Von Max Weinhold, Nürnberg

Kriminalrat Alexander Berthold hat eine ganze Reihe von Zahlen mitgebracht: 450 Spuren hätten sie verfolgt, mehr als 100 Zeugen befragt und 17 000 Fahndungsplakate gedruckt, referiert der Leiter der Sonderkommission Graben am Montag auf einer Pressekonferenz im Polizeipräsidium Mittelfranken. All die Maßnahmen hatten ein Ziel: die Festnahme von Mert A., 28. Dem Mann, der am Abend des 24. Oktober in der Nürnberger Südstadt gezielt einen anderen Mann, 30, erschossen und einen weiteren (35 Jahre alt) schwer verletzt haben soll. Am vergangenen Donnerstag verhafteten ihn italienische Spezialkräfte in Rimini.
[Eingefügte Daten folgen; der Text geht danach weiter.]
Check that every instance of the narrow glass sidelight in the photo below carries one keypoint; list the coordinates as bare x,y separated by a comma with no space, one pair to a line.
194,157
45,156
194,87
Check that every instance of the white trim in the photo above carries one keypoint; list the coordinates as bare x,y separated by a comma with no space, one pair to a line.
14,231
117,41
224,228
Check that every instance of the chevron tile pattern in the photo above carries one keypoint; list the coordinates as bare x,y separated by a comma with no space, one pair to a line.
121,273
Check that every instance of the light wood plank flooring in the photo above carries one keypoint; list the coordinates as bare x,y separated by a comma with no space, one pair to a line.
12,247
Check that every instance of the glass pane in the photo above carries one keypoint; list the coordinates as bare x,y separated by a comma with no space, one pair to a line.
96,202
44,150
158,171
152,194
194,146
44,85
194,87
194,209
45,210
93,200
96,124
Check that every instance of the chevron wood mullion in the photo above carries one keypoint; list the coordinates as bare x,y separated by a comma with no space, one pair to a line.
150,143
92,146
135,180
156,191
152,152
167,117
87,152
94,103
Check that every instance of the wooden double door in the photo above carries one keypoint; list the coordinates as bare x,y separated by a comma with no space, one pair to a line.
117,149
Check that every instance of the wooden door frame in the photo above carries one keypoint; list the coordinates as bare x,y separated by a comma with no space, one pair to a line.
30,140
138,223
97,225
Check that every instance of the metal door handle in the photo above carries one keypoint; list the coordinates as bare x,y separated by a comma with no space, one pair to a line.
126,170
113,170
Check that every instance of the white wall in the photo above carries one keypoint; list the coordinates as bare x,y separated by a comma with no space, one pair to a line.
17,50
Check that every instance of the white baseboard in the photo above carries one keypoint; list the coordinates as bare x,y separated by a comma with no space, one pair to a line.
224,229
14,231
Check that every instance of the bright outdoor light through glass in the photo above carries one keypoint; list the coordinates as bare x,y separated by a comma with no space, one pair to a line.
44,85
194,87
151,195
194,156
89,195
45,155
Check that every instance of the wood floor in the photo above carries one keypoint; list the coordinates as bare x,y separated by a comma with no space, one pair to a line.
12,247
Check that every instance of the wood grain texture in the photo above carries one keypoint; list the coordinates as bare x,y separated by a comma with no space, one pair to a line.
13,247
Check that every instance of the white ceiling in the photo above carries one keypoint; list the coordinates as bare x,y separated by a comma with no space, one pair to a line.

Neben Soko-Leiter Berthold sitzen Oberstaatsanwältin Antje Gabriels-Gorsolke auf dem Podium in Nürnberg, um über den Ermittlungserfolg zu berichten, und Adolf Blöchl, Mittelfrankens Polizeipräsident. Letzterer spricht von einem "brutalen Verbrechen", das für "große Betroffenheit und Verunsicherung" gesorgt habe, besonders in der "türkischen Community", zu der die Opfer gehörten.

Auch der Tatverdächtige stammt aus der Türkei, nach Deutschland eingereist sei er aber, so berichtet Soko-Chef Berthold, im April 2022 als ukrainischer Flüchtling. Seine Meldeadresse in Nürnberg hat er laut Polizei nie wirklich bewohnt. Stattdessen habe A. über Kontakte in ganz Deutschland und in weiteren europäischen Ländern verfügt. Dieses Netzwerk habe er nutzen wollen, um in Deutschland Tabak- und Shisha-Produkte zu vertreiben - wohl gemeinsam mit seinen späteren Opfern.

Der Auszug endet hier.